Spaces to declutter in this "self-care area" revolve around 3-4 main areas:
bathroom, makeup/skincare, closets, bedroom
I am certainly not an expert here, especially in the clothing department… but what I can tell you is that having LESS in these areas has significantly lighted the mental load and makes it really easy for me to take care of myself in these ways because it's not overwhelming.
And here's my favorite part - there's not too much in the bathroom that feels overly sentimental. To me, the bathrooms are always the easiest areas to declutter and honestly the place I start if I am feeling overwhelmed and need a pick-me-up.
Bathroom + Personal Care Products:
No, you do not need 8 shampoo and conditioner options, 14 types of nail polish, 5 hairbrushes, and makeup from high school. Pick your favorites, toss or donate the rest. And if it's over a year old, get rid of it!

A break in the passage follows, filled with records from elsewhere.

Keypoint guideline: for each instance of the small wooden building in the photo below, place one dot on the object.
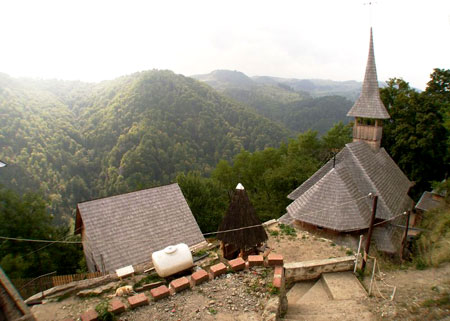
(335, 199)
(12, 306)
(240, 214)
(126, 229)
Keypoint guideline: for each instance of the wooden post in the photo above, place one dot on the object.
(369, 234)
(405, 237)
(373, 274)
(357, 254)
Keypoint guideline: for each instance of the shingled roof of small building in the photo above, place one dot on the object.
(428, 202)
(369, 104)
(126, 229)
(337, 197)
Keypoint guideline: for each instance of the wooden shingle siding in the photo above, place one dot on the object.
(126, 229)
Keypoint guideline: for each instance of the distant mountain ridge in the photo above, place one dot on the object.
(76, 141)
(297, 104)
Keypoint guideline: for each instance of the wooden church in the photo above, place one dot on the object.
(335, 199)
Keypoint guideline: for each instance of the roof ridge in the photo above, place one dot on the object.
(127, 193)
(369, 179)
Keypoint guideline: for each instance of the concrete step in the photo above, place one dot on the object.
(364, 316)
(343, 286)
(329, 307)
(316, 294)
(298, 290)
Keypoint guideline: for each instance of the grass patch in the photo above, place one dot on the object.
(274, 233)
(200, 252)
(431, 248)
(148, 279)
(288, 230)
(272, 289)
(63, 297)
(103, 313)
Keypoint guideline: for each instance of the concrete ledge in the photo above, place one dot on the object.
(308, 270)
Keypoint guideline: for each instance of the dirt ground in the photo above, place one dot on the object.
(420, 294)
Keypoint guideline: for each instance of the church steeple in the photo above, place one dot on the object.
(369, 110)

This is an area that Beautycounter truly transformed my life. I was never, NEVER, a simplified personal care product woman. I had a million options and makeup in my college bag I bought in middle school.
Once I had Charlotte in 2017, I was struggling to take any time for myself. PPA (postpartum anxiety) crippled me and every time I walked by a mirror I would cringe and be reminded how I was barely surviving.
The Flawless in Five makeup bundle became “me time” and honestly revived my self-care practices in that season of life.
I also love having 4 steps for a skincare routine with little extra treatments to round out my daily self-care practices.
I've been trying to migrate to a “capsule wardrobe" for legitimately years. It's not easy, but I probably go through my closet once a quarter and donate more each time. Have I worn this lately? Is this really my style? If the answers are no, it has to go!
Side note: I also purged all my underwear, socks, and bras a couple years ago and bought nearly all the same style/type on sale and it has made life SO much simpler! Highly recommend. I've recently done this with my “plain Ts.” My summer mom wardrobe was a pair of jean shorts (I love pockets) + a plain T. Since I got rid of most I don't love to wear, I just open the drawer and go!
Clear off the nightstands and clutter around the room. It's so lovely to wake up to just see one book and a picture next to me.